The stone was cold beneath my hand when I pushed against it and felt the rush of air as the wall slid aside. A small sliver of light slipped beneath the door behind me, but it faded into nothing in the deep expanse of black.
An hour later I was standing in the shadows of Bellis Street, shivering in the dark.
What did I intend to accomplish by sneaking through a secret tunnel, climbing over a fence, and literally staking out Josh's house in the dark? I didn't have a clue. Instead, I just stood there like an idiot (and even an idiot who is very good at not being seen while standing around can feel pretty silly while doing it).
This is probably a pretty good time to point out that while it may appear that I was lurking—I wasn't. Lurking is what creepy guys with random facial hair and stains on their shirts do.
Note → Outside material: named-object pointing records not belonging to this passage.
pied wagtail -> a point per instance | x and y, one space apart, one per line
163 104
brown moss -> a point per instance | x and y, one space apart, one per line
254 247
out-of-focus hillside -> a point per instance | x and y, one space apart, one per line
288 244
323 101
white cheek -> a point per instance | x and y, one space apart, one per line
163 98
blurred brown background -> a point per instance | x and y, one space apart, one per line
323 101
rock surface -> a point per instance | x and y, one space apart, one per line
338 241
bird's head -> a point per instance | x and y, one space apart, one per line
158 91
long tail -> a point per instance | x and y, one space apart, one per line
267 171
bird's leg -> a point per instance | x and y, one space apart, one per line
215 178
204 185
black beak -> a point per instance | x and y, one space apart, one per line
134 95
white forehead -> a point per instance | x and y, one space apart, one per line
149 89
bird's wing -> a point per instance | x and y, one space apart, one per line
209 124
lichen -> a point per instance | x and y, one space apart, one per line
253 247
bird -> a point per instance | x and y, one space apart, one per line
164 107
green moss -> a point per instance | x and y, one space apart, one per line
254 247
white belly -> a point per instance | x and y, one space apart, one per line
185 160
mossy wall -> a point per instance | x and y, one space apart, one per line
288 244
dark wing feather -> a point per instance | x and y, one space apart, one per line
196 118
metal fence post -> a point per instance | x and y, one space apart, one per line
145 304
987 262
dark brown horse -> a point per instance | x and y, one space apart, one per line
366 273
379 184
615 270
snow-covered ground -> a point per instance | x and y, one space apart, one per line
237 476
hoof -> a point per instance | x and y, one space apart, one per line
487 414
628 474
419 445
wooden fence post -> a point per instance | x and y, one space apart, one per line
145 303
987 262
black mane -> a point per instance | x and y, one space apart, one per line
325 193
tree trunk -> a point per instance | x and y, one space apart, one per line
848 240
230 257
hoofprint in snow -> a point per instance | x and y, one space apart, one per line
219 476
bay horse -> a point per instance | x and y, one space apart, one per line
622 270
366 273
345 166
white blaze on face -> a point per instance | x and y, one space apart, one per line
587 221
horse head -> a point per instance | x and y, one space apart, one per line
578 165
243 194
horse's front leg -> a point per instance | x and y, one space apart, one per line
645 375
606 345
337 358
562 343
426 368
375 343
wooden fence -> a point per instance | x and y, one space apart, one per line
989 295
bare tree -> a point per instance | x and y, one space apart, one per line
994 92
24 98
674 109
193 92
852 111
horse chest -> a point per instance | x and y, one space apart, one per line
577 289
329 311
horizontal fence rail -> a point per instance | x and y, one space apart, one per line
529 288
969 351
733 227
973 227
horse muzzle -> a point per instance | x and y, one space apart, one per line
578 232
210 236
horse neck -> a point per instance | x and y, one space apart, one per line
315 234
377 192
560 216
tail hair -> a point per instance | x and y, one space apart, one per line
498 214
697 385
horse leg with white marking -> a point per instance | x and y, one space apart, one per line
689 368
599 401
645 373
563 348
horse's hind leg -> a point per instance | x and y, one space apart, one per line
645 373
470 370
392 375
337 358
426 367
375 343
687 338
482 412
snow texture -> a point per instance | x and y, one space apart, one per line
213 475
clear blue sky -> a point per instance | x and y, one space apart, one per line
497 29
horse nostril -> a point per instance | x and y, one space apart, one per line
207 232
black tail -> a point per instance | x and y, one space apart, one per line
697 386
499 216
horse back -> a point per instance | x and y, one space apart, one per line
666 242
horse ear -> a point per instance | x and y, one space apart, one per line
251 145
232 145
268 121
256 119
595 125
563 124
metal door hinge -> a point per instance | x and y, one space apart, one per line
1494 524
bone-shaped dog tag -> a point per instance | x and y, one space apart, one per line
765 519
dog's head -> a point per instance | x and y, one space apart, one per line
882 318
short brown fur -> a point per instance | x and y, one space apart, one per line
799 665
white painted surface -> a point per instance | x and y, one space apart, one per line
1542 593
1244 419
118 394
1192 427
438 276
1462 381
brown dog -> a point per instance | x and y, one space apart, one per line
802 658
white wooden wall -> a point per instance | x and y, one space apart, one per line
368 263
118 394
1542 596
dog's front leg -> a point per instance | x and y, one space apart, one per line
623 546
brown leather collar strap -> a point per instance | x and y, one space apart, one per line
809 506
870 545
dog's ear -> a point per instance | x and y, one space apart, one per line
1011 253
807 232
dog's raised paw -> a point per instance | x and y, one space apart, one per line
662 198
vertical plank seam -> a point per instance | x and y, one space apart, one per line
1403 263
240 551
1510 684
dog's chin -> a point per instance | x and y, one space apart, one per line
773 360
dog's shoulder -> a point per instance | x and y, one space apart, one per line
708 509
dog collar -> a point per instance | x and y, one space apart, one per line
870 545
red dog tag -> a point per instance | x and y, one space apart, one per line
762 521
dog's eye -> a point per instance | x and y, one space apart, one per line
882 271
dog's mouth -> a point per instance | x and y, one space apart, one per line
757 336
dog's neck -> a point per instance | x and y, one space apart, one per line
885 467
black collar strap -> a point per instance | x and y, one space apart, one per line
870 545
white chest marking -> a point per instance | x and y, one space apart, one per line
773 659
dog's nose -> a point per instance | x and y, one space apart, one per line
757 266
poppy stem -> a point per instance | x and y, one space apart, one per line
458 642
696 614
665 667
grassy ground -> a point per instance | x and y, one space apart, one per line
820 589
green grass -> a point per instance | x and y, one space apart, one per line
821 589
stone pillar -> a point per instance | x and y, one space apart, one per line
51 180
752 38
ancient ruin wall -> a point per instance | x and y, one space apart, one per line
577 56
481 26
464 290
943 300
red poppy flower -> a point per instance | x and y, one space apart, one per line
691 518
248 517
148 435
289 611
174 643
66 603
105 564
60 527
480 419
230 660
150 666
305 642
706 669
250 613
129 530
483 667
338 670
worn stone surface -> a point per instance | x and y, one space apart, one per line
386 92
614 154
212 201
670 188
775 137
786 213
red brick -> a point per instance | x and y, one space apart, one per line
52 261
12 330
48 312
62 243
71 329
Geniuses with three years of top secret spy training don't lurk—we surveil.
(Okay, I might have been lurking—a little.)
White eyelet curtains were pushed back from a kitchen window where Josh's mother was washing dishes. When Josh walked through the kitchen, his mother blew soapsuds at him, and he laughed. I thought about Bex, who was probably laughing right then, too. I thought about my mother, whose tears only came in secret. I thought about my life—the one I had and the one I wanted, so all I did was stand shivering in the cold, watching Josh laugh, as I started to cry.
But that's a girl's right—isn't it? To cry sometimes for no reason? Really, when you think about it, that ought to be in the Constitution. Maybe I'll break into the National Archives sometime and write that in. Bex would totally help me. Somehow, I don't think the Founding Fathers would mind.